Die Produktpräsentation fährt fort mit einer sehr großen, in Stücke portionierten Auster mit Petersilie und Stachelbeere ‒ ziemlich sauer, aber qualitativ überzeugend. (7/10)
Danach gibt es Seeigel von den Färöern mit Kürbiskernen, Sahne und Rosenöl, ein fantastisches Gericht mit viel Umami und einem geradezu poetischen Einsatz von Rose. (9/10)
Die nächste Kreation beinhaltet Seegurke in Form von getrockneten Innereien und frittierter Haut, serviert in mit weiteren Bestandteilen des Meerestiers aufgeschlagener Sahne. Die getrockneten Innereien präsentieren sich wie reichhaltige, salzige Cracker ‒ keinesfalls besonders „fischig“ oder streng schmeckend ‒, und die frittierte Haut ist knusprig, leicht fettig und erinnert mich an die frittierten Hasenohren, die es damals im El Bulli gab. Die dazu servierte Creme ist mit einer angenehmen kühlen Temperatur und leichtem Salzgehalt ein weiterer Baustein in diesem außergewöhnlichen und überraschend hervorragenden Gericht. (8,5/10)
Aufgeschnittener Tintenfisch begeistert dann wieder auf etwas konventionellere Art mit Algenbutter, Röstnoten und einer sensationellen Al-dente-Textur, die man eher von Pasta als von Meerestieren kennt. Einfache Produktperfektion. (8/10)
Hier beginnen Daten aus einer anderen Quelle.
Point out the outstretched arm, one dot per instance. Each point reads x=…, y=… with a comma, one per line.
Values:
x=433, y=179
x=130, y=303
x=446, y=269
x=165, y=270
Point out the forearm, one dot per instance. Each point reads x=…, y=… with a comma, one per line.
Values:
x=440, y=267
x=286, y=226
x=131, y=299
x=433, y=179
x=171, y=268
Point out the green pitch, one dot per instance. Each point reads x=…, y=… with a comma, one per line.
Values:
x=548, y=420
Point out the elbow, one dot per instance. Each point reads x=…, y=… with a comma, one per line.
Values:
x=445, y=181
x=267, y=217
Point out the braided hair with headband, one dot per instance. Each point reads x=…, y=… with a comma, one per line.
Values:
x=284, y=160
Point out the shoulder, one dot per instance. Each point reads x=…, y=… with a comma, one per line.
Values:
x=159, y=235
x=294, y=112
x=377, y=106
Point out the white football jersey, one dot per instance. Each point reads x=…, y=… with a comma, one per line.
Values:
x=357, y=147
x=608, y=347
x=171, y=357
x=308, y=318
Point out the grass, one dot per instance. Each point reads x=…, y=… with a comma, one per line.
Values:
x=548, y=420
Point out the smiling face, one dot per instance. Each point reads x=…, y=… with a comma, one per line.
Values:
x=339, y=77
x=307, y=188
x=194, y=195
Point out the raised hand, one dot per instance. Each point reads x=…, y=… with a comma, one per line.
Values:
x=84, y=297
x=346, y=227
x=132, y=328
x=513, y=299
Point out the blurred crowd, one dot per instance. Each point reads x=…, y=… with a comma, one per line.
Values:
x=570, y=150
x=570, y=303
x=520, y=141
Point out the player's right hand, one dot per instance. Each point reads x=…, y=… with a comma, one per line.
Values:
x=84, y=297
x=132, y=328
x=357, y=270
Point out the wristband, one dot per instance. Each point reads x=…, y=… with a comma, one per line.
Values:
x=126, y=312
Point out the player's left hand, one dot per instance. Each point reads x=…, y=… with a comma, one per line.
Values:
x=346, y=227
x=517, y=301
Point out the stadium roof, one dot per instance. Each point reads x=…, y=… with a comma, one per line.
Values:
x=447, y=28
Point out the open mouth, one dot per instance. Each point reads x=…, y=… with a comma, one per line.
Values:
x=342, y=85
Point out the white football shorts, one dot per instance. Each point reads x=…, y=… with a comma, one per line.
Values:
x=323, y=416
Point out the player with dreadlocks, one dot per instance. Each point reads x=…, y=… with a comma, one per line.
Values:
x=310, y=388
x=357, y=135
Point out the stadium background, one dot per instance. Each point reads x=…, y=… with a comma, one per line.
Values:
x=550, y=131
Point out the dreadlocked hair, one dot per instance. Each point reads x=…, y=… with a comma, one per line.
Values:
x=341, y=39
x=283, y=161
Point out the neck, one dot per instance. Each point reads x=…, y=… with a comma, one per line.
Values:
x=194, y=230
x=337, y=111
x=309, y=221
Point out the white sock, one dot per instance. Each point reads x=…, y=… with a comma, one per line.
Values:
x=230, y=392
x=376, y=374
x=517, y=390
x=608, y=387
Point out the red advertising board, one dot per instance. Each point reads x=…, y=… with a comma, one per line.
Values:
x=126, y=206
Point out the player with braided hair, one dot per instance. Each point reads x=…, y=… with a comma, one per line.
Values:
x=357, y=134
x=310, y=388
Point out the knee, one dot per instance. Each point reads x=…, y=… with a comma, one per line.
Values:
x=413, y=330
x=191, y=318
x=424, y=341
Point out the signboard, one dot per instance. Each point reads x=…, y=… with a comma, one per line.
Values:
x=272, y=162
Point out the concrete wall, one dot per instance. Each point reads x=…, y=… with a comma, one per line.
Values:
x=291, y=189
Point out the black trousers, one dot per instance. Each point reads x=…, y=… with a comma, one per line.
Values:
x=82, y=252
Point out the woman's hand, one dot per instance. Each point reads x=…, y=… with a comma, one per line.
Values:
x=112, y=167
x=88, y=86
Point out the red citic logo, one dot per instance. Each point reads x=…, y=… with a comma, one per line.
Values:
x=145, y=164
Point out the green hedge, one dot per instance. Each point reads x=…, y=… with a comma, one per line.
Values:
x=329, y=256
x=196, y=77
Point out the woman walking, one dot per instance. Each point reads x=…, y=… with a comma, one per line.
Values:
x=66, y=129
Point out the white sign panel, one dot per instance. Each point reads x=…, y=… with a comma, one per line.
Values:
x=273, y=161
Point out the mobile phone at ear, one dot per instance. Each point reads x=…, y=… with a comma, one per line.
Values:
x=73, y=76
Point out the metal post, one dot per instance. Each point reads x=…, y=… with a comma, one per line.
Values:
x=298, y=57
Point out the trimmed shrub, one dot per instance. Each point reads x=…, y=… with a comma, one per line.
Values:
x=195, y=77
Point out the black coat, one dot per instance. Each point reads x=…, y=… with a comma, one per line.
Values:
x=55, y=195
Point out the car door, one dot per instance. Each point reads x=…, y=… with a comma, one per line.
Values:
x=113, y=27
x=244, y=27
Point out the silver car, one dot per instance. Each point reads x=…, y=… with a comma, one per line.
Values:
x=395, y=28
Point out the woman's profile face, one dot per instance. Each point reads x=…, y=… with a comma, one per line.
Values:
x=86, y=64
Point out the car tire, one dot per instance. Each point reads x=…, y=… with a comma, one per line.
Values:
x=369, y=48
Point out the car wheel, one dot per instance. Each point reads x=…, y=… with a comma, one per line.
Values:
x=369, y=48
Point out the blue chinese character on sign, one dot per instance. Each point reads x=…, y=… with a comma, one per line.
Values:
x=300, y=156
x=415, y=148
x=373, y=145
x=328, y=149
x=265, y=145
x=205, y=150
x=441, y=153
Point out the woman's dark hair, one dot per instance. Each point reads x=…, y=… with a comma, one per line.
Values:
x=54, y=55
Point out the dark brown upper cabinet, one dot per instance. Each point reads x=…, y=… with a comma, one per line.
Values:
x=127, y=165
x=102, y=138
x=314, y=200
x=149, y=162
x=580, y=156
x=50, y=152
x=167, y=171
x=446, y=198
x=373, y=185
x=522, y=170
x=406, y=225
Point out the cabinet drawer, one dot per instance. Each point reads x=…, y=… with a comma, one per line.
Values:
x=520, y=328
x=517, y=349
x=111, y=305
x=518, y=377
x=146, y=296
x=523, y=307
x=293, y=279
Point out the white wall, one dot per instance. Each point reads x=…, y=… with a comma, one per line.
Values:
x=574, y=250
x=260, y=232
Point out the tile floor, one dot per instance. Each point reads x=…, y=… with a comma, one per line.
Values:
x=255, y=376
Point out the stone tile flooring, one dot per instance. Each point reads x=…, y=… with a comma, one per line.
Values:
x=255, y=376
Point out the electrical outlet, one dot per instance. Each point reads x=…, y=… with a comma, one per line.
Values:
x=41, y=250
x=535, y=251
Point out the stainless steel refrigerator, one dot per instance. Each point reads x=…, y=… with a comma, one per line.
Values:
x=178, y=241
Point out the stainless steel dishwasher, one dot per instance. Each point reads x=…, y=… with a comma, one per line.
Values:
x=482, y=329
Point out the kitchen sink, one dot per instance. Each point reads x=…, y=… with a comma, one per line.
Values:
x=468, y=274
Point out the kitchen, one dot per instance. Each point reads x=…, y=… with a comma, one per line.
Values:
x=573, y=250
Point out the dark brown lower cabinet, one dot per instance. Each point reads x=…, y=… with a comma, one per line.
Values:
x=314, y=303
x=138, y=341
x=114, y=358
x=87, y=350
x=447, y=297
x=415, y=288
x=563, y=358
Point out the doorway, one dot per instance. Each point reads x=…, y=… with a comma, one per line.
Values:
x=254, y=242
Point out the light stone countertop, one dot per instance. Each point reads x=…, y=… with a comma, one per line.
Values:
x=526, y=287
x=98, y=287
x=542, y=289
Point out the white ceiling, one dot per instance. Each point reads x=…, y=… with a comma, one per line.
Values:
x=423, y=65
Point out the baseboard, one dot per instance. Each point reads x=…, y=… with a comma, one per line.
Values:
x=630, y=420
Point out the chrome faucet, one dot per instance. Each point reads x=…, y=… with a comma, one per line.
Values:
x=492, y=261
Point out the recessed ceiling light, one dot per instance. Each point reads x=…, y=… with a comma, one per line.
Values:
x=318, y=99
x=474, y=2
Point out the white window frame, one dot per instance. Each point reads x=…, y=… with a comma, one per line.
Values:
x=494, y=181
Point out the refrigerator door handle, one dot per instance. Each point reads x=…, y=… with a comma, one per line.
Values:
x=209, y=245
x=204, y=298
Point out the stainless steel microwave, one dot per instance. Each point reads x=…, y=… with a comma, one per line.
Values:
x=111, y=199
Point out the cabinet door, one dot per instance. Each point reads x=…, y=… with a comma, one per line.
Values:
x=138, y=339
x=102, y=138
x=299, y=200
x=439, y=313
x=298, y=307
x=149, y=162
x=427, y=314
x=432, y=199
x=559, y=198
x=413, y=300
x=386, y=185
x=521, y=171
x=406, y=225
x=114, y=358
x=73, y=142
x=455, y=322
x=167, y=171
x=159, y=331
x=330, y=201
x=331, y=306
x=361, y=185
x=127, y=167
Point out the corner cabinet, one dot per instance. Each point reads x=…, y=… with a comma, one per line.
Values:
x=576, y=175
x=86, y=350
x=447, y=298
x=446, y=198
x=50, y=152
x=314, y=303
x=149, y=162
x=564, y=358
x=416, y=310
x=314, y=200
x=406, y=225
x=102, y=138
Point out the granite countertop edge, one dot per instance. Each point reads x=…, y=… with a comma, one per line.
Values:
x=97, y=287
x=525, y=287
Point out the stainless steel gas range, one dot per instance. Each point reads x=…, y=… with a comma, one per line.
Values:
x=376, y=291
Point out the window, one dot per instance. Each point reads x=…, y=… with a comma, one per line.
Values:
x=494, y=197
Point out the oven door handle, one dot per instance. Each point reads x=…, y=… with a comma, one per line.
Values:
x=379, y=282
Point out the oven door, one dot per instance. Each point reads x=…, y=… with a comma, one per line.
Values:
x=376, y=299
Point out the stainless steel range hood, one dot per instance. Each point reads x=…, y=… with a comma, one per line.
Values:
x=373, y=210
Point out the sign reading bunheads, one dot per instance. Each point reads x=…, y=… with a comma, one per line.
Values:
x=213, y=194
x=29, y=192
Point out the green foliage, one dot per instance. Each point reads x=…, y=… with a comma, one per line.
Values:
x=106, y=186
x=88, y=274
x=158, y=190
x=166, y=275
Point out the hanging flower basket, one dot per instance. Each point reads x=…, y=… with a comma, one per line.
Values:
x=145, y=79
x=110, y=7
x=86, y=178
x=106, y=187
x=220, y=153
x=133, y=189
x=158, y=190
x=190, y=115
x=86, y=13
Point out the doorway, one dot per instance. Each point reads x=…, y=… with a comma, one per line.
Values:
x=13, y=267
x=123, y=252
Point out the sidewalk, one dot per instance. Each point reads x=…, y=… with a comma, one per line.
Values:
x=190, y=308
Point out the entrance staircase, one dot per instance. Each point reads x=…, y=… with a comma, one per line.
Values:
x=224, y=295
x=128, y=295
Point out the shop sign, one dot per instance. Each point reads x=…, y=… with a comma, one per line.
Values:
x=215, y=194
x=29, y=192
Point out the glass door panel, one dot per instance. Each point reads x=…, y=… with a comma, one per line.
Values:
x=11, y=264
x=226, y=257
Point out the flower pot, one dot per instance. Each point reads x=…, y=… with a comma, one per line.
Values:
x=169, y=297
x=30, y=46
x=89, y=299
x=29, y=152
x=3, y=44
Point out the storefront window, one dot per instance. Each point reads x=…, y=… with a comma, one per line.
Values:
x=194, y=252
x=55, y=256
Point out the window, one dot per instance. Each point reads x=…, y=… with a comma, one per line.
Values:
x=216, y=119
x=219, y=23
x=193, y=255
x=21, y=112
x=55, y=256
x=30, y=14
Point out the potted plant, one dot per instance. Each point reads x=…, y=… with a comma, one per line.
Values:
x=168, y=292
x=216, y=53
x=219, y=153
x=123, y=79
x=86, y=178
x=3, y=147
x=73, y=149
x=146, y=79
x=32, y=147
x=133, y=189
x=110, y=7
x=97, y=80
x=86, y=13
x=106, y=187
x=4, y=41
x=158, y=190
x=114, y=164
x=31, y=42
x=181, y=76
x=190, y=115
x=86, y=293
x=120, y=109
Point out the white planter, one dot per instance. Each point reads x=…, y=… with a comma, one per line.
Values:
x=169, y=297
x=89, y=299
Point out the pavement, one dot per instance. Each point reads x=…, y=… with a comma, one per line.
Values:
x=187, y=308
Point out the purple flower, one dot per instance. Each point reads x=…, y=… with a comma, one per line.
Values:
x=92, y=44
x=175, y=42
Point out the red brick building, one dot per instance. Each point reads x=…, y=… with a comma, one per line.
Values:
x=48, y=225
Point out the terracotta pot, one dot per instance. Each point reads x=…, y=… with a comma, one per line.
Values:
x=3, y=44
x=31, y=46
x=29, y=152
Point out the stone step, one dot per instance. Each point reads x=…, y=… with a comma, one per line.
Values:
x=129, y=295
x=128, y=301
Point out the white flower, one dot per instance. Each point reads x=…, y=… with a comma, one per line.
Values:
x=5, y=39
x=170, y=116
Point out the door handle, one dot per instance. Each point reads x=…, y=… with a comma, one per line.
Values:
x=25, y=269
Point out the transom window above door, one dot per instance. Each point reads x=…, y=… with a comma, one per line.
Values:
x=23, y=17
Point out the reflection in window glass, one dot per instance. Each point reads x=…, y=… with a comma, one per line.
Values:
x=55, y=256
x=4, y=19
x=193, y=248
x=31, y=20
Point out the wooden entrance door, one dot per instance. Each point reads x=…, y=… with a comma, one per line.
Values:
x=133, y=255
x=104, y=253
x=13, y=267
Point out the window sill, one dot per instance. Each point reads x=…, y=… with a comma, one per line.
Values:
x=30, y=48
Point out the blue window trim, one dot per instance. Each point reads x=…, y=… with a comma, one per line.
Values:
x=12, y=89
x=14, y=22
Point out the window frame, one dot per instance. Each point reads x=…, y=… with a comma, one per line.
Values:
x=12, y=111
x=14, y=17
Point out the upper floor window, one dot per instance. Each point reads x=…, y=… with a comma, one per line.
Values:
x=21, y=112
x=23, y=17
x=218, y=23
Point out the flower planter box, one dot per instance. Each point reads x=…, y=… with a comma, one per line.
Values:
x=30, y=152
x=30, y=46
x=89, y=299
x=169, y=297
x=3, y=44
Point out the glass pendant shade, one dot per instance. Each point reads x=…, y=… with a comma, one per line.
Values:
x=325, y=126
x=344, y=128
Der nächste Streich ist ein in Bienenwachs serviertes Arrangement mit Meeresschnecken und einem pikant-würzigen Salat mit Rosenblättern und Wasabiblüten. Die Schnecken sind zart und saftig, aromatisch erinnert das Gericht an getrocknete Tomaten und Koriander. Dazu gibt es viel Umami, Salz und Hochgenuss. Ich kratze den Wachstopf komplett aus. (9/10)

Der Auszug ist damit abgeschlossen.